15 de novembro de 2024
O uso de esplenectomia parcial laparoscópica tem sido limitado devido ao alto risco de sangramento durante a cirurgia. Portanto, introduzimos um método laparoscópico combinado com ablação por micro-ondas para resolver o problema do sangramento intraoperatório.
O escopo de nossa pesquisa é como reduzir o TB e as complicações pós-operatórias na esplenectomia parcial laparoscópica. Descobrimos que a ablação por micro-ondas é um adjuvante eficaz à hemostasia. O tratamento dos tumores de veias de belie é gradualmente tratado com cirurgia laparoscópica, e a esplenectomia parcial laparoscópica é cada vez mais reconhecida devido à sua ausência de trauma. A ablação por micro-ondas pode coagular rapidamente as células T e reduzir o sangramento durante a ressecção do tumor parenquimatoso, e é adequada para duodenectomia parcial laparoscópica.
Atualmente, ainda existem alguns hospitais que usam ablação por micro-ondas para auxiliar na esplenectomia parcial laparoscópica, e acumulamos muita experiência para fazer pleno uso dessa técnica. Investigaremos ainda se a ablação por micro-ondas é adequada para o tratamento cirúrgico de tumores benignos do pâncreas.
[Narrador] Para começar, revise a imagem de ressonância magnética do paciente selecionado para avaliar a localização, o tamanho e os vasos sanguíneos próximos do tumor. Depois de colocar sete cateteres intravenosos franceses e perfurar a artéria radial no paciente anestesiado, use uma faca ultrassônica para abrir o ligamento gastrocólico esquerdo. Separe o ligamento gastroesplênico para revelar o portal esplênico enquanto liga as artérias gástricas curtas durante a dissecção. Isole o ramo do polo inferior do pedículo do baço e ligue-o com pinças Hem-o-lok. Disseque a artéria esplênica para identificar os ramos que fornecem sangue ao tumor. Em seguida, revele o hemangioma esplênico. Separe os ligamentos esplenocólicos do lado externo inferior do baço e, em seguida, separe os ligamentos esplenorrenais por trás do baço para liberar totalmente a área-alvo. Identifique a linha isquêmica entre o tecido normal do baço e a fração sem suprimento sanguíneo. Em seguida, insira uma agulha de ablação percutânea por micro-ondas. Coagule o tecido do baço em fases com ablação por micro-ondas usando 60 a 80 watts de potência por três minutos. Certifique-se de que a ponta da agulha não penetre no parênquima do baço e que a área de ablação permaneça no mesmo plano. Divida o baço ao longo da zona de coagulação. Verifique se há sangramento na seção esplênica e observe o suprimento de sangue para o baço residual. Por fim, coloque o tubo de drenagem da fossa esplênica. A coloração de hematoxilina e eosina mostrou tecido esplênico com infarto, enquanto a coloração imuno-histoquímica de CD34 confirmou o diagnóstico de hemangioma esplênico. A tomografia computadorizada pós-operatória um mês após a cirurgia mostrou boa circulação sanguínea residual no baço.
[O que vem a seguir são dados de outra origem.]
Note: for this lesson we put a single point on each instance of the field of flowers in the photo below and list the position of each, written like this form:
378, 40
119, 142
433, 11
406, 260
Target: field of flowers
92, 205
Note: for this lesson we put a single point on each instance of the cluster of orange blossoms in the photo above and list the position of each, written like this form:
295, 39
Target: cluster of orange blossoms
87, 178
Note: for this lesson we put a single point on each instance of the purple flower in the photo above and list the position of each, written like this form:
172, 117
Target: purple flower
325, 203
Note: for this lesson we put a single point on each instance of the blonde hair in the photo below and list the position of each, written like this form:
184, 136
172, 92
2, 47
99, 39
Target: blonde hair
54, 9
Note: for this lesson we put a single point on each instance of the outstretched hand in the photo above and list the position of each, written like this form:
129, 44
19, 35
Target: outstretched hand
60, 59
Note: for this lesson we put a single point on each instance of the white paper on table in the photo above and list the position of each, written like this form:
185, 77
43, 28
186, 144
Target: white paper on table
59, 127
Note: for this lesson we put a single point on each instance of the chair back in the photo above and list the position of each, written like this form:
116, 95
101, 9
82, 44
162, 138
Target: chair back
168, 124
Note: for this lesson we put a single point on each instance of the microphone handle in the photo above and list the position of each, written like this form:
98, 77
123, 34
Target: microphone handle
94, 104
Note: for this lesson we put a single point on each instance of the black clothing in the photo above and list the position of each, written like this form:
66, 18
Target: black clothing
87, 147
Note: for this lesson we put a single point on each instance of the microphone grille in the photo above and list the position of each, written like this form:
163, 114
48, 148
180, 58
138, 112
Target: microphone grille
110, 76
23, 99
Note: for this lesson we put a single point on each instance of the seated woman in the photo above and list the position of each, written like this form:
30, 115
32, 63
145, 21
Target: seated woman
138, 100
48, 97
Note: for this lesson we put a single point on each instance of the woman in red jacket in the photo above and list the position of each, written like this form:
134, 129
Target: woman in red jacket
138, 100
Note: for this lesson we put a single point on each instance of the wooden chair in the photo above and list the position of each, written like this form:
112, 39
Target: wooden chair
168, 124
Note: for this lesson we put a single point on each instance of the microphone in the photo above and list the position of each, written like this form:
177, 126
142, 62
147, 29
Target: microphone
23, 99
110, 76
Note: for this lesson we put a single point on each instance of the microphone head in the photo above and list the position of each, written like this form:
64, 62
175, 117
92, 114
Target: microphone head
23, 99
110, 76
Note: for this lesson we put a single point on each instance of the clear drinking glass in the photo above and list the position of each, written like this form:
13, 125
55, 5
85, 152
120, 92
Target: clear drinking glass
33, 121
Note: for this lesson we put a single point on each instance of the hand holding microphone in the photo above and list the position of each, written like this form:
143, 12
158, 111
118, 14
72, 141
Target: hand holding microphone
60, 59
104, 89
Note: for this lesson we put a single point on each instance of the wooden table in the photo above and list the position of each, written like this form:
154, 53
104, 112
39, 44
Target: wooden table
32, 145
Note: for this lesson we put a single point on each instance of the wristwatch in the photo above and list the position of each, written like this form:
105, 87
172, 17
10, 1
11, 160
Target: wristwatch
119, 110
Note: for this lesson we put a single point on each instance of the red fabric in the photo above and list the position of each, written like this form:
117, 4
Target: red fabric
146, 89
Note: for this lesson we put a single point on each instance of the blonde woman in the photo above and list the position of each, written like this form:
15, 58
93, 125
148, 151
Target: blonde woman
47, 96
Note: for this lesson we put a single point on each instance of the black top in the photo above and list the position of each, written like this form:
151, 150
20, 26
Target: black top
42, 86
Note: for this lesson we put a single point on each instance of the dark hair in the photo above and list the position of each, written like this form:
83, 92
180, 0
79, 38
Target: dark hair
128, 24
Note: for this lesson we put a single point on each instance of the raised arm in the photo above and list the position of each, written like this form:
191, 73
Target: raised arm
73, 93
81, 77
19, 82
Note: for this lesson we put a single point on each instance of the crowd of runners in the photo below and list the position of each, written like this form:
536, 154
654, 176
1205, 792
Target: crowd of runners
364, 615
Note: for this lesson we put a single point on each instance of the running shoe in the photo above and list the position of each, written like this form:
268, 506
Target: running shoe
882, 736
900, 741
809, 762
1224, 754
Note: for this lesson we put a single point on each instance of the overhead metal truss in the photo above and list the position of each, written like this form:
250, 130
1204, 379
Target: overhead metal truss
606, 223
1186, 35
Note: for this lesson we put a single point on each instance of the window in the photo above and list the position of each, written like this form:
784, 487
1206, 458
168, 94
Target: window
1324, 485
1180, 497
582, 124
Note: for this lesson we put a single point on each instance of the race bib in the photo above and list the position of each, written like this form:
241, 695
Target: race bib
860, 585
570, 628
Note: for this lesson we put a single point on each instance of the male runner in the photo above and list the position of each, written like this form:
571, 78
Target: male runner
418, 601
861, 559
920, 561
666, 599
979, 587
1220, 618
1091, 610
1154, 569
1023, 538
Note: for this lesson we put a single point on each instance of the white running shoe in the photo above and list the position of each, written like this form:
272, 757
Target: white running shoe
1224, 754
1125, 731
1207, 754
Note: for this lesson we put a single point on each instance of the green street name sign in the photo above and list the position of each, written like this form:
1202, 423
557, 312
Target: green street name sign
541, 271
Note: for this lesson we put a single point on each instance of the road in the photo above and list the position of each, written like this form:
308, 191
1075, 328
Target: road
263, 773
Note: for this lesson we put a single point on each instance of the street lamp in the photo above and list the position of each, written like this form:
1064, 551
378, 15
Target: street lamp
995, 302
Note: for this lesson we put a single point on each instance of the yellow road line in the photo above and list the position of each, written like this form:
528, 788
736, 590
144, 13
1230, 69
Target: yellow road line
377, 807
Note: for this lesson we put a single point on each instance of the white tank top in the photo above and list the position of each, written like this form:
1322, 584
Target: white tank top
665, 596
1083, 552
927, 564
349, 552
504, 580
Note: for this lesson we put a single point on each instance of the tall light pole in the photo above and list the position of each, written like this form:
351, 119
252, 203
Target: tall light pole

Este estudo explora o uso da ablação por micro-ondas como um procedimento adjuvante à esplenectomia parcial laparoscópica para reduzir o sangramento intraoperatório e as complicações pós-operatórias. Os resultados sugerem que esta técnica pode melhorar a hemostasia durante a cirurgia.
A ablação por micro-ondas como complemento à esplenectomia parcial laparoscópica aborda um desafio crítico na oncologia cirúrgica: minimizar o sangramento intraoperatório preservando a função orgânica. Essa técnica aumenta a segurança do procedimento e favorece a adoção de intervenções minimamente invasivas em modelos cirúrgicos relevantes para doenças. Sua integração nos fluxos de trabalho cirúrgicos oferece confiança preditiva para o manejo tecidual e redução de riscos em pontos críticos de decisão na via translacional.
Este método insere-se na continuidade entre a modelagem cirúrgica pré-clínica e a validação translacional de intervenções minimamente invasivas, apoiando a identificação de protótipos e a redução de riscos mecanicistas no desenvolvimento de dispositivos cirúrgicos.